Markit’s services PMI for January came in at 53.2 compared to an initial reading of 53.7 and the final December level of 54.3.

The composite PMI - which measures both manufacturing and services - fell from 54 in December to 53.2. This is the lowest level since October 2013.

Updated

More on the prospects of an Opec meeting, from the Wall Street Journal:

Wall Street opens higher

With oil gaining ground and better than expected private payroll numbers, Wall Street has started the trading day on a positive note.

The Dow Jones Industrial Average has added around 90 points or 0.3%, while the S&P 500 has opened up 0.42% and Nasdaq is 0.57% higher.

Over in Greece, and journalists are joining in the general wave of protests against proposed pension reforms. Helena Smith reports:

The rally, part of a 24-hour strike, comes ahead of tomorrow’s general strike, the third to hit Greece since Syriza was voted back into office in September. Journalists claim that government plans to merge their own pension funds with others is unlawful and counterproductive.

Tomorrow’s industrial action will see the entire country come to a grinding halt.
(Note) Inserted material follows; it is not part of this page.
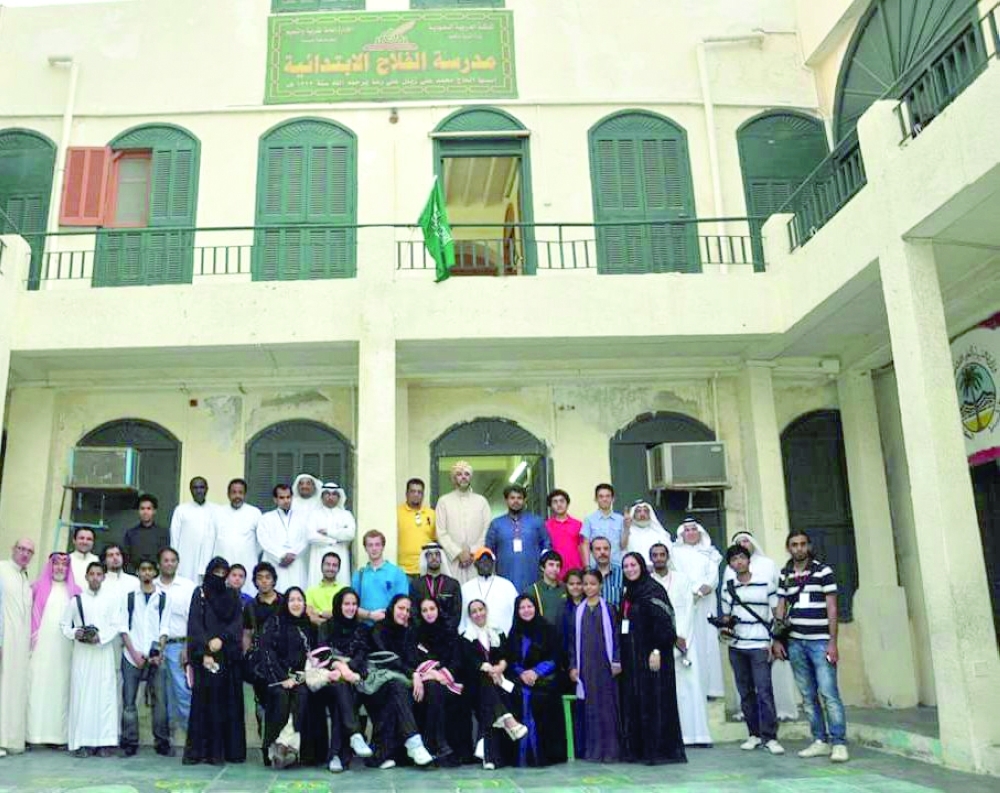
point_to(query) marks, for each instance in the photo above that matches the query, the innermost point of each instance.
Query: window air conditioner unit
(687, 466)
(104, 468)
Ironically, left wing Syriza has decided to give the strike its blessing and is backing the protests against internationally dictated reforms now creating a storm of reaction across Greece. The country has similarly been paralysed by protesting farmers who have set up roadblocks and sealed off borders nationwide.

Journalists banners reading “Dignity to journalists. Truth in society.”
Journalists banners reading “Dignity to journalists. Truth in society.” Photograph: Helena Smith

The weakening of the global economy means conditions have tightened since the Federal Reserve raised US interest rates in December, according to New York Fed president William Dudley.

And if such conditions were still in place at the time of its March meeting the Fed would have to take that into consideration, he said.

In an interview with MNSI he said the weaker outlook and any further strengthening of the dollar could have “serious consequences” for the health of the US economy.

Here are the ADP numbers for the past year:

Changes in employment
Changes in employment Photograph: ADP

The full report can be found here.

Updated

US jobs beat forecasts

Ahead of Friday’s non-farm payroll numbers, the ADP private sector payroll survey has shown stronger than expected growth.

US employment increased by 205,000 in January compared to forecasts of a 195,000 rise.

The December number was revised up to 267,000 from 257,000.

Updated

Here’s a minor bright spot from Brazil’s PMIs:

GlaxoSmithKline has beaten forecasts for its fourth quarter results, helped by growing demand for new drugs helping to offset falling sales of its Advair respiratory treatment.

Sales rose 2% while core earnings per share fell 34% to 18.1p - better than the expected 17.9p.

Updated

Oil climbs on Opec-Russia talk hopes

Oil is moving higher again on hopes that an agreement between Opec and Russia to cut production might be moving a step closer.

Russian foreign minister Sergei Lavrov said if there was consensus among Opec and non-Opec producers to meet “then we will meet,” according to Reuters.

He was speaking at a news conference with Oman foreign minister Yusuf bin Alawi who said there was no agreed time for a meeting “but it will be soon.”

We have been here before of course, but these latest comments have helped push Brent crude 1.8% higher to $33.32 a barrel.

West Texas Intermediate - the US benchmark - is back above $30, adding 1.87% to $30.44.

As a consequence stock markets have recovered from their lows, with the FTSE 100 now down just 0.3% and France’s Cac off 0.24%. Germany’s Dax is down 1% however, with banks under pressure.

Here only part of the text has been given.